In the Dev phase, a typical requirement engineering process starts from the goals of the MLSS. This process applies both at the system and the ML component levels. At the system level, the requirements are elicited (from both the stakeholders and the feedback gathered in the Ops phase when the system is in operation, see below), including quality requirements specific for the MLSS (e.g., trustworthiness, safety, evolvability and ethics), with the support of a requirement patterns catalogue to be built during the project, as we have already explored for non-ML-based software system agile development [35]. At the level of the ML components, requirements also include quality requirements of ML models (e.g., data representativeness, model accuracy, training cost and proving latency, model appropriateness).
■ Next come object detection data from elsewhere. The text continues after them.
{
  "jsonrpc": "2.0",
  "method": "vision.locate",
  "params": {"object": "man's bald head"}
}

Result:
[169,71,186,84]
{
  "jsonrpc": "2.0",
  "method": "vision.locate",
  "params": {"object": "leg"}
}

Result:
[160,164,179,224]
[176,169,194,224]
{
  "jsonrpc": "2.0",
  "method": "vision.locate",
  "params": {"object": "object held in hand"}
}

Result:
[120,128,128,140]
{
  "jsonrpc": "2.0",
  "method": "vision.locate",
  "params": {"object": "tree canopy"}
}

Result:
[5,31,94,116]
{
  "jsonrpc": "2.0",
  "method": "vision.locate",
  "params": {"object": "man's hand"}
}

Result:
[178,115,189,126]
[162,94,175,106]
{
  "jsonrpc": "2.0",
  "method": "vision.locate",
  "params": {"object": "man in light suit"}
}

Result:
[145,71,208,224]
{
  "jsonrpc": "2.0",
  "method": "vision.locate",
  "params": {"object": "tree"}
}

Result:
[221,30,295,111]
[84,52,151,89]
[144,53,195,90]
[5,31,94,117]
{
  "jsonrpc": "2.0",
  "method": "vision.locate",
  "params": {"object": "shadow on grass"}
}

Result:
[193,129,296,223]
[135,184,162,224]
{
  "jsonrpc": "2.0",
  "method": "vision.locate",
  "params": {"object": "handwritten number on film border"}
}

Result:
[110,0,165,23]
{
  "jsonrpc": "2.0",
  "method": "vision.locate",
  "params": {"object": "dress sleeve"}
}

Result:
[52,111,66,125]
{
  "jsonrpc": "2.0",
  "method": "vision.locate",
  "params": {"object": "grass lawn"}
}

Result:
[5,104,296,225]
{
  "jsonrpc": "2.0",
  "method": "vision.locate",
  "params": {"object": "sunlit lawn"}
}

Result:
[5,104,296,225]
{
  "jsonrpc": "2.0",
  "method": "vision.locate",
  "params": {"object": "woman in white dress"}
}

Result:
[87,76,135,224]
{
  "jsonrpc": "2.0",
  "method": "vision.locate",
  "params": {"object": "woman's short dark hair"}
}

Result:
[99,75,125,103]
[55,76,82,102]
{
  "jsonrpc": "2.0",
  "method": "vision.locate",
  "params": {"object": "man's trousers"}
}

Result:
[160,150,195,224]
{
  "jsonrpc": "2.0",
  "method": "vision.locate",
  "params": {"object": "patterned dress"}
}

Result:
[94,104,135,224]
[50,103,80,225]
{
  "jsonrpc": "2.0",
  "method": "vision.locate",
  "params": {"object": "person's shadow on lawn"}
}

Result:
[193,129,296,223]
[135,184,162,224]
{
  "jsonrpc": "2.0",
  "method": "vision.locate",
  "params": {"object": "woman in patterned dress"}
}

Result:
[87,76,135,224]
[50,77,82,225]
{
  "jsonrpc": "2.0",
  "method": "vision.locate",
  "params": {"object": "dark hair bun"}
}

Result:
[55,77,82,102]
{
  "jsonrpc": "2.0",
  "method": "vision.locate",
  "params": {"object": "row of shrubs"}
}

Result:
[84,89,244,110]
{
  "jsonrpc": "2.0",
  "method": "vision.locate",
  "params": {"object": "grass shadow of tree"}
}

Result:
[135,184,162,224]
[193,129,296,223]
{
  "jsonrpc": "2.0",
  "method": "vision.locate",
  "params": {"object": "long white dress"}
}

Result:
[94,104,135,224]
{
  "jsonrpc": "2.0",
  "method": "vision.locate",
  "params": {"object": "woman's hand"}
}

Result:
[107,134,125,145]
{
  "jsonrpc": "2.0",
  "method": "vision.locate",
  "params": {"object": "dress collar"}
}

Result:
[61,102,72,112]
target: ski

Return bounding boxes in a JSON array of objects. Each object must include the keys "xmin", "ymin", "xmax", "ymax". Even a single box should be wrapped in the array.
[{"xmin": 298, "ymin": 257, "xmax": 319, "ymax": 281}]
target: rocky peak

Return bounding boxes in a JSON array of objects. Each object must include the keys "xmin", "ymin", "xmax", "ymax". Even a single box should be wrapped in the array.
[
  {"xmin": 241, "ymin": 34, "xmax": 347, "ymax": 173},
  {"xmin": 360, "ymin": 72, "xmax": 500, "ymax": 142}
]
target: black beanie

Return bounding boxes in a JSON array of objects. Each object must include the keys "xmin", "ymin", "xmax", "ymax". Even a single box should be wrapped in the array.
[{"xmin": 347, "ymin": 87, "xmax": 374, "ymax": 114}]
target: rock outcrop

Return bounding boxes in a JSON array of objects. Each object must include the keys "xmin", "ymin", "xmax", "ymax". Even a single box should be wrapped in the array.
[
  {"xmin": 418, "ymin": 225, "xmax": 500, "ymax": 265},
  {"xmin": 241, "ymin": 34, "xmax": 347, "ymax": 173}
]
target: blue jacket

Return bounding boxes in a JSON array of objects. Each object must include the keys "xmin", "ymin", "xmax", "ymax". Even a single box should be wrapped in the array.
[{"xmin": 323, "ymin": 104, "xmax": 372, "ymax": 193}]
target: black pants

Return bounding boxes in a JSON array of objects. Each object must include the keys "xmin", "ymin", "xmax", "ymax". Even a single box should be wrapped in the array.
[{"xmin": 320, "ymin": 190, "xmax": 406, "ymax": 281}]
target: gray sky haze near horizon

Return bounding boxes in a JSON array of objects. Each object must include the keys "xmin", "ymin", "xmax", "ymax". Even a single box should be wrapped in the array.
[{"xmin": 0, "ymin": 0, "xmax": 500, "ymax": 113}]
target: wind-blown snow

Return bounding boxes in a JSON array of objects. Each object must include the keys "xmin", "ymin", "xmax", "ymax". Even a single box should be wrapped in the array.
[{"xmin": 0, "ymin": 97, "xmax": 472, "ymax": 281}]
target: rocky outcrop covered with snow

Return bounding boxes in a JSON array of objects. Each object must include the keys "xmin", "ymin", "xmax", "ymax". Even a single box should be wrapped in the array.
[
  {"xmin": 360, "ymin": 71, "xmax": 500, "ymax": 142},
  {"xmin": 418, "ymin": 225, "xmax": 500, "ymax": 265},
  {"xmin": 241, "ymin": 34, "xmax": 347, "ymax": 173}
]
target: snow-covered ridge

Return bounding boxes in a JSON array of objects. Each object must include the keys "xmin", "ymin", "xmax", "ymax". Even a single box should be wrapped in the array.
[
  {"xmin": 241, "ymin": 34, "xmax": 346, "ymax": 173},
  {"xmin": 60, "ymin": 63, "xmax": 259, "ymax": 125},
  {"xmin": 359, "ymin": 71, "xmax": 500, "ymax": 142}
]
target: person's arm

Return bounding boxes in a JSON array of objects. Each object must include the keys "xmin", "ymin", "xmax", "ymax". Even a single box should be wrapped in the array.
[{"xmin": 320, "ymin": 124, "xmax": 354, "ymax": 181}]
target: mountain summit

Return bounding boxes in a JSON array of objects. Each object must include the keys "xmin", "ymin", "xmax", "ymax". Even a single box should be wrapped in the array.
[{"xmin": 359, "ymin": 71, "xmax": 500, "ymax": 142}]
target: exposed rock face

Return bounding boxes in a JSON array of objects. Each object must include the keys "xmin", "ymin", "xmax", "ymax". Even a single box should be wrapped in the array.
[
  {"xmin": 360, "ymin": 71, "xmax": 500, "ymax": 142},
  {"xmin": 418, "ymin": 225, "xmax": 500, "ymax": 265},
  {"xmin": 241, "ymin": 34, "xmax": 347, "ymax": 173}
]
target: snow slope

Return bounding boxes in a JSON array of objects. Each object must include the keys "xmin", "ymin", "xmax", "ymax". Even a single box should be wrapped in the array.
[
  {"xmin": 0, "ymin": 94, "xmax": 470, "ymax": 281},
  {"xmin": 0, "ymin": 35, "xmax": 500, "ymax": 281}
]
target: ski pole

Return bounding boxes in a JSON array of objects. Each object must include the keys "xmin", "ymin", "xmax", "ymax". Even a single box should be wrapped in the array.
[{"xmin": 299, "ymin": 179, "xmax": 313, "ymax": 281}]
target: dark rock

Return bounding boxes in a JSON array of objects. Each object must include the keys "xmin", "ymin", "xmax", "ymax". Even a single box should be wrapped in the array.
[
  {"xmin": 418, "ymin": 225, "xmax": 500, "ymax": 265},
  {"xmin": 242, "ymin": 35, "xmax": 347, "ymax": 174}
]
These requirements are key to identify and process the relevant data for the ML model construction, validation, and operation, as well as the input for the two main processes during the Dev phase: (i) the DE-related aspects (i.e., data management and analysis processes needed to create, maintain and evolve the models embedded in the ML components), and (ii) the required software cycles to design, develop, test, deploy, and operate the whole MLSS (including the integrated ML components).
Going on with the Dev phase, agile practices will be adopted to continuously deliver high-quality MLSS. As we experienced for self-adaptive systems, references architectures and best practices (e.g., iterative integration of ML models into the system), driven by the MLSS quality requirements, enable rapid MLSS deployment in small iterations. MLSS implementation: (i) embeds the ML models (provided by the data management and analysis processes in DataOps) into ML components, and (ii) integrates them into the whole MLSS, facilitating their continuous and rapid integration. Continuous and automated integration testing of those systems will reconcile the particularities of both types of components, ML and non-ML (e.g., in terms of uncertainty in the functional validation). Once validated, the MLSS will be deployed in its operational environment. In the general case, such deployment will be contextual, to recognize the importance of several context factors. For instance, in a type of system with high decisional capabilities as a smart vehicle, the final ML model may depend on the type of user and their driving experience and preferences, or the primary use of the vehicle (long distance trips vs. urban mobility).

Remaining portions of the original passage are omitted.